Cross-channel tracking is a very boring name for something that’s actually pretty exciting for marketers.
It’s the idea that we can deploy our messages across a spectrum of channels — social, search, email, traditional media, out-of-home, you name it — and then see how customers respond to each one.
You can ask better questions about your campaigns. How many “touches” does it take before the average person decides to make a purchase? Which messages work best?
With cross-channel tracking and attribution, marketers can finally see which channels are creating a return on investment, so we can spend more money on what performs.
But there’s a big problem: Too many companies don’t come anywhere close to creating a marketing analytics structure capable of cross-channel tracking.
When implementing a marketing analytics system, there are dozens of details that must be handled just so. Otherwise, the data won’t accurately reflect your campaign’s results.
And because these details are so subtle, many marketers may not realize something is wrong until it’s too late. Or they may have a gut feeling that something is inaccurate, but won’t be sure where. Some may not even notice at all.
Wonder if hidden flaws are lurking in your analytics setup? Here are three of the most common errors our team sees when it comes to cross-channel tracking.
1. Marketers Aren’t Naming Their Campaigns Consistently
In a typical campaign, you’re going to use multiple channels to get your messages out — AdWords, Facebook Ads, DoubleClick and probably several others.
When you have so many channels, it’s easy to be inconsistent when naming your campaigns.

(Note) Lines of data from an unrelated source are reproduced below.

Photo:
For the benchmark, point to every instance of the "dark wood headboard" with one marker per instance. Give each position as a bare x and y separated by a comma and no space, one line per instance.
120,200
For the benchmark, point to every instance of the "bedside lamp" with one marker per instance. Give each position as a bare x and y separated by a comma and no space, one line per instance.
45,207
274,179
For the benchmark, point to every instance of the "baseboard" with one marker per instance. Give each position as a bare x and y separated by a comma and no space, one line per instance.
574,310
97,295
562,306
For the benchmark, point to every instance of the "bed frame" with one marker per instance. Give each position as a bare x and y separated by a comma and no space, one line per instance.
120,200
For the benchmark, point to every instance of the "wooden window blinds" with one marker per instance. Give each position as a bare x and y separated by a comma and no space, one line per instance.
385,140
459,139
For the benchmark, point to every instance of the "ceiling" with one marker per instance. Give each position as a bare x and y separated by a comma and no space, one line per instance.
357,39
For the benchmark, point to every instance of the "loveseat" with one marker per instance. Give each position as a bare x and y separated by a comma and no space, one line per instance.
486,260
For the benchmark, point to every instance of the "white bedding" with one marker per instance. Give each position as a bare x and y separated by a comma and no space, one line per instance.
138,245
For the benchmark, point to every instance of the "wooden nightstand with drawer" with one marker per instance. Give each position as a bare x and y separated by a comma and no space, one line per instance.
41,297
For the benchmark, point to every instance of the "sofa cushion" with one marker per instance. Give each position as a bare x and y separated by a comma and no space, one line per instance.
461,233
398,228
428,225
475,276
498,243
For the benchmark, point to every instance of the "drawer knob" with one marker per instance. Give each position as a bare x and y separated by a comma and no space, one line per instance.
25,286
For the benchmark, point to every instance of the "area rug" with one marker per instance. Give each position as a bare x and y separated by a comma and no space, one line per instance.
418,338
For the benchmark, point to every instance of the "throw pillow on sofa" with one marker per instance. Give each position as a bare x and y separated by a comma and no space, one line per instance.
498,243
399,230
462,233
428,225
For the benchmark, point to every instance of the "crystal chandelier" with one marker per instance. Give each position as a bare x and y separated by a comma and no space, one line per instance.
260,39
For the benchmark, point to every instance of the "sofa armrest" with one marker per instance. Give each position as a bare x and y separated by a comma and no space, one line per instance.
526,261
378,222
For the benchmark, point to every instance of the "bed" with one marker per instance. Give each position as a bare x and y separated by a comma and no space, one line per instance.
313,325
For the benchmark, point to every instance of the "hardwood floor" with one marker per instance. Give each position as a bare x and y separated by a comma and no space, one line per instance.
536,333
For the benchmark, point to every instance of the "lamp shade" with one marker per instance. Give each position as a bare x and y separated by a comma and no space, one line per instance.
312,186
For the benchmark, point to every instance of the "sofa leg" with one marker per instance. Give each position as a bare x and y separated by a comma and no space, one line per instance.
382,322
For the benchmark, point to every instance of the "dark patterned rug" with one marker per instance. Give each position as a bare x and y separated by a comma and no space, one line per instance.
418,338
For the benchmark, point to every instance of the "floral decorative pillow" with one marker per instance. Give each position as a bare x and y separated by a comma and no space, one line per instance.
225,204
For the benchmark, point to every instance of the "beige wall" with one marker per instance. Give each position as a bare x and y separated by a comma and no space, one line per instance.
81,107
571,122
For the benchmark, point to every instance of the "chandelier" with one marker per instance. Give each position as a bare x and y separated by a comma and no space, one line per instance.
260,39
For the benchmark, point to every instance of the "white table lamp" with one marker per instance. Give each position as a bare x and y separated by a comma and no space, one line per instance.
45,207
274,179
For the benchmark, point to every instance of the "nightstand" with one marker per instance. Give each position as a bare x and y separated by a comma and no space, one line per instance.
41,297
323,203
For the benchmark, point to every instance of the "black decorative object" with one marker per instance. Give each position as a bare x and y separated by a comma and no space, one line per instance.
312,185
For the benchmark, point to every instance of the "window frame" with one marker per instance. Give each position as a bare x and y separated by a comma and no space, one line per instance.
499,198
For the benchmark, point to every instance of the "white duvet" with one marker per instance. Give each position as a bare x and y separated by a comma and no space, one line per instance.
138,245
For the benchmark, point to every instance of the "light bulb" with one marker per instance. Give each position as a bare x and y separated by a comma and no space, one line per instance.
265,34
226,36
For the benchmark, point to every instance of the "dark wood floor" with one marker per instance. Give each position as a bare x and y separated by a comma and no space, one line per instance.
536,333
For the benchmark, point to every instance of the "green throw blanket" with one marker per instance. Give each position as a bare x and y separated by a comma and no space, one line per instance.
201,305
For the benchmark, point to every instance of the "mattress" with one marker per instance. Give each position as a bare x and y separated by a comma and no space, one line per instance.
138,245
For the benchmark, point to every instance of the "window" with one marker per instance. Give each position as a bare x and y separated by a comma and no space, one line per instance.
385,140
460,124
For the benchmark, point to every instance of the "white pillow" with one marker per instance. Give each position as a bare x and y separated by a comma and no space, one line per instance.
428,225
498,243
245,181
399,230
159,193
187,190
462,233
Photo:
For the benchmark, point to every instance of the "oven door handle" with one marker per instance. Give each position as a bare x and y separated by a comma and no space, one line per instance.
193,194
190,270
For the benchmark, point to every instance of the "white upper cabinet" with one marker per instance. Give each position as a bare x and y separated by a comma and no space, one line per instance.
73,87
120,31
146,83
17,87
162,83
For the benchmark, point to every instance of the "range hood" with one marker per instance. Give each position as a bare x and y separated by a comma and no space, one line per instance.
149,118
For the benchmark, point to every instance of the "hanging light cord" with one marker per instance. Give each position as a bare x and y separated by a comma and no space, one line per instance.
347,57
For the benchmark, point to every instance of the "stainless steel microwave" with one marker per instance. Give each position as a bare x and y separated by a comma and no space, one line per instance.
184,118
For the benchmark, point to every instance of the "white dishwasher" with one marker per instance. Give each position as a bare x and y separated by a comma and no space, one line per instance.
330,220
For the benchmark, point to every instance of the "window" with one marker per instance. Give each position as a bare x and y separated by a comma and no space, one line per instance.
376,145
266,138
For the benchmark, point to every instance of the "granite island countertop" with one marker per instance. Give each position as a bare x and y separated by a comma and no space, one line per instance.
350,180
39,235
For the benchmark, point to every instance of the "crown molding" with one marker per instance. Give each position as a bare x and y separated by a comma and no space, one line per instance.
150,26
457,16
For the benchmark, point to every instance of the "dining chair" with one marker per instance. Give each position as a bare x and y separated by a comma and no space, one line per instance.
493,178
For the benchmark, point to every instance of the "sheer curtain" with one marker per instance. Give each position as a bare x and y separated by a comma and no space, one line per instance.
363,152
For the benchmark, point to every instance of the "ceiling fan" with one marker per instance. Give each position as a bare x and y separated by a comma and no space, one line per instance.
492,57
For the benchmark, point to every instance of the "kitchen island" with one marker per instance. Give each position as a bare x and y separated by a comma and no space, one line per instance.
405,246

Nobody plans this. It just happens, especially if you’ve got multiple team members (or multiple ad agencies) tackling a different piece of the overall campaign.
Eventually, though, you’re going to want to bring the marketing data from all those channels together in one place. That way, you can see how the campaign performed as a whole.
That is when the following types of problems begin:
- A single poor soul — maybe you! — is tasked with manually downloading all the numbers. That’s assuming you can remember which campaign names you used when you created everything three months and six projects ago.
- Several poor souls (you, your team members, people at multiple advertising agencies) are responsible for pulling the data. They must (A) remember the right campaign names, which someone else on their team may have created months ago and (B) keep it separate from all the other projects they’re involved with.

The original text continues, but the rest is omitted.